On the other hand, you have Einstein as a driving force behind America's development of the atomic bomb. Which some would claim was a good thing, and some would claim was a catastrophe. Either way, ever since Hiroshima, nuclear weaponry has been an important factor in just about every aspect of world affairs. There might have been a forty-year staring contest between the U.S. and the U.S.S.R. even without the Bomb, but it wouldn't have taken quite the same form, I don't think.

Then again, history has never been my strong point, so maybe I shouldn't even be typing about any of this at all. But, still, what I like about Einstein, in a way, is that all of his accomplishments are shrouded in ambiguity; no, defined by ambiguity. In a way, that's what Relativity is all about: the contention that there is no one absolute way of looking at things, and that any given perspective is as true as another. If you've read this journal for any length of time, you might not be surprised that this appeals to me.

(It is quite possible that I am confusing "relativity" and "special relativity" above. I can never remember which said what, and I'm not inclined to look it up right now. Sorry.)



Anyway. Snooping around on Amazon.Com, I discovered that Beverly Cleary has no less than five new books due out next February: It's Fun to Be Five, It's Super to Be Six, It's Heaven to Be Seven, It's Great to Be Eight, and It's Great to be Nine. I'm now wondering what, exactly these are. All I know is that they're coming out in paperback, and that they range from 64 to 144 pages. And that no illustrator is listed.

It seems distinctly unlikely that she's coming out with five novels simultaneously, especially without hardcover printings, so I can only assume that this is something else. Maybe a series of diaries or something? I wonder.

This is of particular interest to me, because, with the exception of her latest work, Ramona's World, I've read every single book of Cleary's ever published. (Although I also haven't yet seen the new illustrations for the reprint of Hullabaloo ABC, come to think of it.) In fact, I originally accomplished this back in 1992, at which point, in my first-ever letter to a Famous Person, I wrote her a letter to tell her so, and to thank her.

And, to my surprise and delight -- nay, rapture -- she wrote back. And asked for some more infomation about me. So I wrote back, including some of my writings. And she wrote back, suggesting that I consider writing a children's book. And I wrote back. And she wrote back. And then that was it.

I keep thinking that I ought to write her again. Goodness knows, I have things to tell her. I haven't written a children's book, or even tried to, but I have spent seven summers writing a camp newsletter, and I have gone to college as an English major, and I've been writing, and so on.
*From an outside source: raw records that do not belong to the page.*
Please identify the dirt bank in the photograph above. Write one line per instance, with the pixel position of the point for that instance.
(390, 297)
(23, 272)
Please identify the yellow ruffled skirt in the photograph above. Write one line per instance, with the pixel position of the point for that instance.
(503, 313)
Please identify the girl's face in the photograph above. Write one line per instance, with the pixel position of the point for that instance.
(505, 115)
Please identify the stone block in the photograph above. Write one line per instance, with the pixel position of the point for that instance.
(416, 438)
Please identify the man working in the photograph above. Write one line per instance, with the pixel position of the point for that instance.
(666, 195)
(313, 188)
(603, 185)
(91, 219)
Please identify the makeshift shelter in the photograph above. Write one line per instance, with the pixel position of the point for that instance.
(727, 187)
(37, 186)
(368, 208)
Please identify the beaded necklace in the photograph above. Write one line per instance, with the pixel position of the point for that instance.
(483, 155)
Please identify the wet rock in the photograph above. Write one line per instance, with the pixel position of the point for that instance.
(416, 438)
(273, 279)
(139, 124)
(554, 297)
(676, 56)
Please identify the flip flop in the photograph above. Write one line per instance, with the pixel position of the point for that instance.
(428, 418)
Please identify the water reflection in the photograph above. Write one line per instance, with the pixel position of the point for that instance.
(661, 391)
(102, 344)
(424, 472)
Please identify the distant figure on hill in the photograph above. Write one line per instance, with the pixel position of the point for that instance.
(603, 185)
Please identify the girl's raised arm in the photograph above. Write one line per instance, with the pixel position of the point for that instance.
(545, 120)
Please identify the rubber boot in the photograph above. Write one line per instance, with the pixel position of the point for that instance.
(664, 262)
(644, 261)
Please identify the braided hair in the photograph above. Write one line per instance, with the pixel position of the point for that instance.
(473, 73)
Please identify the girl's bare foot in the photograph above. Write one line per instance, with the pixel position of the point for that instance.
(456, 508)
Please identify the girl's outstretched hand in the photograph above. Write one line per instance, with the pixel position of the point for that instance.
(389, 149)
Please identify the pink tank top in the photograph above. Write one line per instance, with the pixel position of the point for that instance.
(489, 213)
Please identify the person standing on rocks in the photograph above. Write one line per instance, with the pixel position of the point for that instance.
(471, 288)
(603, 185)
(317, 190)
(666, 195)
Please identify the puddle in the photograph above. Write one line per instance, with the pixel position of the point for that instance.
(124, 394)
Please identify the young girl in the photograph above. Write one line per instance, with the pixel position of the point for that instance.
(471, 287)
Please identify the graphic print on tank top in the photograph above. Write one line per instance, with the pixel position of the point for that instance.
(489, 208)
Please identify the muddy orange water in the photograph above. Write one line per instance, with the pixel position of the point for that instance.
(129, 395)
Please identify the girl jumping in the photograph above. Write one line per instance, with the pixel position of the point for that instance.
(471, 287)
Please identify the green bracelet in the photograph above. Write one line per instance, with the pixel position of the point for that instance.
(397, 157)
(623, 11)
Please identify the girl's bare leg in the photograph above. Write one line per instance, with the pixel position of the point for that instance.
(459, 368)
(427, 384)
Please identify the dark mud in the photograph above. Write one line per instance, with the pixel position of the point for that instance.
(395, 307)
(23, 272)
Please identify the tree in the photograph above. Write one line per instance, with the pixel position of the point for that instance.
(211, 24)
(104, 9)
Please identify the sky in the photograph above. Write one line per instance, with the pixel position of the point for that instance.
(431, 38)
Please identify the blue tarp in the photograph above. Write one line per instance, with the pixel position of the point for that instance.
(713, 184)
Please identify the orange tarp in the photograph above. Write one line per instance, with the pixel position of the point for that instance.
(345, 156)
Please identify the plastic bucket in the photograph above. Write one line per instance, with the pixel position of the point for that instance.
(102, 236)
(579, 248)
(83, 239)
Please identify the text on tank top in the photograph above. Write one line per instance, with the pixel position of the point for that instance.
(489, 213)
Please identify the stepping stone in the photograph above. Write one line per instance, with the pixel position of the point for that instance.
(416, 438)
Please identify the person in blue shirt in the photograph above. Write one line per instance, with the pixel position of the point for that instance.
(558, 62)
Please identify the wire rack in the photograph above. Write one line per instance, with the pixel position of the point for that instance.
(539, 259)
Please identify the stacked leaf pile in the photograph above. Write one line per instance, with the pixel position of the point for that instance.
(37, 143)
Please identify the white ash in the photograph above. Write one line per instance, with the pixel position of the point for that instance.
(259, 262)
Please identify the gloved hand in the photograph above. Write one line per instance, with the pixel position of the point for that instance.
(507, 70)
And, trust me, I think about her advice every now and then. When one of your favorite authors -- who's won virtually every award there is to win in the field -- suggests that you write a children's book, you take the suggestion seriously. On the other hand, storytelling really isn't my strong point...



This is turning out to be a scattershot entry, in which I don't really develop anything fully enough, isn't it. Oh, well. On to the next item on the list, then: Harry Potter. No real spoilers this time.

In a nutshell, I finished the third book over Shabbos. And while, after the second, I'd planned to continue developing the analysis I started after reading the first one -- and I may eventually do so -- I'm not in the mood to do so right now. The third one is simply too good for me to complain about it. Much better plotted than the first two, and the first two weren't exactly shabby in that regard.

Columbine, incidentally, is annoyed about the fact that, as she puts it, the books have been translated from British to American. For some reason, she finds it offensive that an American publisher, in accepting a book for publication in America, would not immediately throw its style guide out the window, but would instead insist on printing the thing in (shudder) American English. The horror.

I should probably elaborate on why I don't think that position holds water, but I don't think it's really necessary; it's all pretty much implied in my previous paragraph. I'd be interested in looking at the British edition for comparative purposes, but that's not because I think it's any better, and I certainly don't think the American version has been "dumbed down."

As it happens, I've noticed the occasional stray Britishism (e.g., Harry was able to "eat whatever he fancied" on page 49 of the third book; given my druthers, I would have changed the last word to "wanted," or perhaps "liked"), but they're not too jarring, so I'm not about to complain.



Look, I like the last three weeks' worth of Sesame Street as much as the next person, but must they air them three times in a row? With thirty years of old episodes to draw on, can't we get a bit more variety in the reruns?

I guess not.



My sleeping pattern is still messed up, by the way. Which perhaps explains why I forgot to mention earlier that I saw my mother again today. She seems to be holding up pretty well, all told, and she sounded better. I didn't notice any visible improvement in her overall condition, though. Not that I necessarily would have noticed, had there been any.